Perhaps some website operators aren't aware of it. I doubt, however, that applies to Paypal, American Express and the banks for whom security is critical. Conspiracy theorists might suspect that some organizations were compelled not to use it. Nikos Mavrogiannopoulos, a mathematician with a PhD in cryptography, said that most servers prohibit the use of Perfect Forward Secrecy.
Chances are, that the answer is simply because it takes more computing horsepower.
Mavrogiannopoulos measured the overhead of Perfect Forward Secrecy. Without it, his test computer could perform 460 transactions per second (the higher the number the better the performance). Using the ECDHE-RSA that Google employs, he got 352 transactions/second, a 23% reduction. With the DHE-RSA used by Bloomberg, he got only 98 transactions/second.

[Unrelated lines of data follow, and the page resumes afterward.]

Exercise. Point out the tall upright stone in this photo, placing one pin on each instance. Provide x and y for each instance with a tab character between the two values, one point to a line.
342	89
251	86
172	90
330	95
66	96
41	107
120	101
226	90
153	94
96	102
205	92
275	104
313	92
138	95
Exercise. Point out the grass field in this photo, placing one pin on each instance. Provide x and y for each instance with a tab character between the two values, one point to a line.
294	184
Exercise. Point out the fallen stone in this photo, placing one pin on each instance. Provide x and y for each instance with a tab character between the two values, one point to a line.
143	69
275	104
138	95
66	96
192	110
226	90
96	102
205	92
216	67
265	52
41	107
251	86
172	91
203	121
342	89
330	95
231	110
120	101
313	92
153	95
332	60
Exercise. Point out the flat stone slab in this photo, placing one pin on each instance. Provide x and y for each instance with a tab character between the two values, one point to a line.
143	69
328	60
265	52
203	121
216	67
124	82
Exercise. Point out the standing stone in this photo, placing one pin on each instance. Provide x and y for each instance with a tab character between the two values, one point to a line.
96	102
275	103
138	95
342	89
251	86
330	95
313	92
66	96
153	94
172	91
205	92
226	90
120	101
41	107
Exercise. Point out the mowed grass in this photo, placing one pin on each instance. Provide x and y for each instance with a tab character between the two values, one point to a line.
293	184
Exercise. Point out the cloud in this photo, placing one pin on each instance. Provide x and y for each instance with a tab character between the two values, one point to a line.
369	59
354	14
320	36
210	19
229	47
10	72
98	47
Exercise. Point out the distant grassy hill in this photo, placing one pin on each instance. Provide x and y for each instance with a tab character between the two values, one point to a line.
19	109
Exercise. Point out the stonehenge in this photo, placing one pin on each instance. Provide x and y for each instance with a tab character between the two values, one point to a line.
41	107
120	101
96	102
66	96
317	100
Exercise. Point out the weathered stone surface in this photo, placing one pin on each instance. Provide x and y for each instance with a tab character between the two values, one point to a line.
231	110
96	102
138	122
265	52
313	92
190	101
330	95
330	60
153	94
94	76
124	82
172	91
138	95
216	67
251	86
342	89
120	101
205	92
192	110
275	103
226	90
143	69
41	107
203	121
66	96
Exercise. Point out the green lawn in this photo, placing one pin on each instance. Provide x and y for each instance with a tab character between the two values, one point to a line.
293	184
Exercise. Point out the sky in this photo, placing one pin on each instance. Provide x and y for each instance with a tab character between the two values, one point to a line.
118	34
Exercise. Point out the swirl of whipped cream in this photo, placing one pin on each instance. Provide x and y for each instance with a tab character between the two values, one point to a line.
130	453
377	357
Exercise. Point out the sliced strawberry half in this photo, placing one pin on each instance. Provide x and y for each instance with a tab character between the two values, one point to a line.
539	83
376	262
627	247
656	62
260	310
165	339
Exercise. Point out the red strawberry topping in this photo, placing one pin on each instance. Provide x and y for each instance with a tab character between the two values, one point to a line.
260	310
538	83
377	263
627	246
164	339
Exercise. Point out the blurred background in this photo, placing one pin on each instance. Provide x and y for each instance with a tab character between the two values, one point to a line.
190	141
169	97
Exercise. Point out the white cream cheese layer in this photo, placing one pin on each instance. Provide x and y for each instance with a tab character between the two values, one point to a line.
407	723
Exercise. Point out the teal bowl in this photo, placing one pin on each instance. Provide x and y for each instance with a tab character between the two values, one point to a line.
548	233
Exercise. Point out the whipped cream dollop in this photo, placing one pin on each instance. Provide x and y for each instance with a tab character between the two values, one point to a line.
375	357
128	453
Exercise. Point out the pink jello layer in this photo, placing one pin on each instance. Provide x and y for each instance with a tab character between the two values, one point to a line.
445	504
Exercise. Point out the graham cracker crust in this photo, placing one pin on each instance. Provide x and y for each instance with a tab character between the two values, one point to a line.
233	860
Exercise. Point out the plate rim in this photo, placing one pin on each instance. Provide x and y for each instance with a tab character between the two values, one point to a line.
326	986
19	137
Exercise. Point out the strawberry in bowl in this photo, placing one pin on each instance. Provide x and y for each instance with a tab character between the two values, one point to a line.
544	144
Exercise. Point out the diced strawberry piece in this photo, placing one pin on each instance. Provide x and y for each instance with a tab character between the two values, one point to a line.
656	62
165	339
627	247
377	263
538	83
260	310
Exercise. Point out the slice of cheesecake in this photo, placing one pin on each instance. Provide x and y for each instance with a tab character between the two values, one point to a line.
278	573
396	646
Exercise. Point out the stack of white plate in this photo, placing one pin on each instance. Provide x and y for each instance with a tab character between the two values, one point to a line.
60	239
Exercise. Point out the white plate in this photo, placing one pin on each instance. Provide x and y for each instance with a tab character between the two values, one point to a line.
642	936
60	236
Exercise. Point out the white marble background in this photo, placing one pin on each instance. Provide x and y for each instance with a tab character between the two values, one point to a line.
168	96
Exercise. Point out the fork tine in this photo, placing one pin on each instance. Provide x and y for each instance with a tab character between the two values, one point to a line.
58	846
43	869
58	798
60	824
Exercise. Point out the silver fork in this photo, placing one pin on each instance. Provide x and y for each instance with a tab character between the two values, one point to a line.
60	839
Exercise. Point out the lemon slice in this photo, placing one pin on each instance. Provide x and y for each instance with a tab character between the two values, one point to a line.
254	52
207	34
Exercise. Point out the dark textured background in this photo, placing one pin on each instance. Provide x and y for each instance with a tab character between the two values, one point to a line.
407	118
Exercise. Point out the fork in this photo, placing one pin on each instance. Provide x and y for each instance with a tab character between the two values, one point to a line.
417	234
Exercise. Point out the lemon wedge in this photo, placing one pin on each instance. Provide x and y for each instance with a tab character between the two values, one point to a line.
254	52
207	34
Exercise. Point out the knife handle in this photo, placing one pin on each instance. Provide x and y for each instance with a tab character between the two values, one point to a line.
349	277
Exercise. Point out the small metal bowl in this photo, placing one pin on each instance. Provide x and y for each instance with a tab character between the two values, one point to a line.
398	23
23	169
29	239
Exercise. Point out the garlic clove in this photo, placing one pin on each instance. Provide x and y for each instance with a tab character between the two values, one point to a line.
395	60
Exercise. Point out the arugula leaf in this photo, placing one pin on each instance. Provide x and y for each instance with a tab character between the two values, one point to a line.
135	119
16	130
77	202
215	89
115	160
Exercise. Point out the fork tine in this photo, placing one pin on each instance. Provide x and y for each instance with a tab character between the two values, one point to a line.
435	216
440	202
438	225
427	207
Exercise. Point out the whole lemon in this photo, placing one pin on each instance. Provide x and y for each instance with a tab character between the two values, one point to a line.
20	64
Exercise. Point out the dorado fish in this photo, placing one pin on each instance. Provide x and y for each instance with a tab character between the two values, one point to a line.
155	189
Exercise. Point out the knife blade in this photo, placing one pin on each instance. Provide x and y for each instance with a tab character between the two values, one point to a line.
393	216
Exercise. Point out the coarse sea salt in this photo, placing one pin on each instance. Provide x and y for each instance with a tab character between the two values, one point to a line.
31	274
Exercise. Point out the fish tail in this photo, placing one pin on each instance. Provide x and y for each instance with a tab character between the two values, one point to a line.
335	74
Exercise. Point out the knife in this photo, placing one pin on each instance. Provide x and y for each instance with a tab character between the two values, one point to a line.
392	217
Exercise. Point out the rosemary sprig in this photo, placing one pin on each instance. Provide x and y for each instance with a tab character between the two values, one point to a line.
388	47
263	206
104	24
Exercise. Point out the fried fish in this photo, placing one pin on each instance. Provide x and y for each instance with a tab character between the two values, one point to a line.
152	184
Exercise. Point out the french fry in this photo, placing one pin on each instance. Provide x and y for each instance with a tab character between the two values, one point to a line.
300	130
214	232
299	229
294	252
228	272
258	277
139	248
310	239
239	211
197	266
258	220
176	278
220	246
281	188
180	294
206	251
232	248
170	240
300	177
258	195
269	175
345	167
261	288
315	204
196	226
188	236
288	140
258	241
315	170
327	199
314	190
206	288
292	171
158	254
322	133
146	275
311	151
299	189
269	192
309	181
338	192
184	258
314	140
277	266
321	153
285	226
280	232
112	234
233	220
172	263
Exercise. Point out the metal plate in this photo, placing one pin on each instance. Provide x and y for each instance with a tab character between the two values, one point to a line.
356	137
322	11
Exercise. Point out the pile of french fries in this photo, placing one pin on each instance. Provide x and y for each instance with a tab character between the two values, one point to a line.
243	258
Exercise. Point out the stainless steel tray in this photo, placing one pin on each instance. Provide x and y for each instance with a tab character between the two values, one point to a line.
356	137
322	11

Vincent Bernat found the overhead to be between 15% and 27% using ECDHE-RSA. However, that was for "full" TLS handshakes. Apparently the handshakes can also be resumed, something that's beyond my understanding.
WHO HOLDS THE KEYS?
Trivially easy, global spying on encrypted (what others call "secure") web pages is only possible if the NSA can get the private keys of the companies they want to spy on.
At the most basic level a private key is just a file and files can be copied without a trace. So, it's not hard to imagine a number of possible scenarios by which the private key might leak out.
For one, the computer running the website could be hacked either remotely, or if some breaking and entering is involved, locally. Then too, computers are administered by people and if the right person is made an offer they can't refuse ...
If nothing else, the recent Edward Snowden revelations remind us that the government has compelled companies to turn over information while forbidding them from saying anything publicly.
So, the next time someone near you enters sensitive information into a web page ask if the site employs Perfect Forward Secrecy. Tell them that without it, a single piece of data is all that prevents the NSA from passively spying on every user of that website in a totally undetectable way. If you read this far, you deserve to gloat.
Finally, a thank you to Google and Bloomberg for making your customers safer even though none of them know about it.
*Perfect forward secrecy at Gmail also works with modern versions of IE and Firefox. Google said it does not work, however, with IE on Windows XP. As for other browsers, Google said that their servers use forward security with any client that offers ECDHE. Does your browser support ECDHE? See Cipher Suites Supported by Your Browser.
UPDATE: June 25, 2013. Over at SSL Labs, they just today added a new feature (still in the experimental phase) that displays information about the use of Perfect Forward Secrecy by a website.
UPDATE: June 26, 2013. Yesterday was a big day for Perfect Forward Secrecy. Netcraft also did a big writeup on it. See SSL: Intercepted today, decrypted tomorrow.
UPDATE: June 26, 2013. PFS seems to be gaining steam. The Register did a story on it today: A simple SSL tweak could protect you from GCHQ/NSA snooping. Not worth reading though, it is just a re-hash of the yesterdays blog at SSL Labs.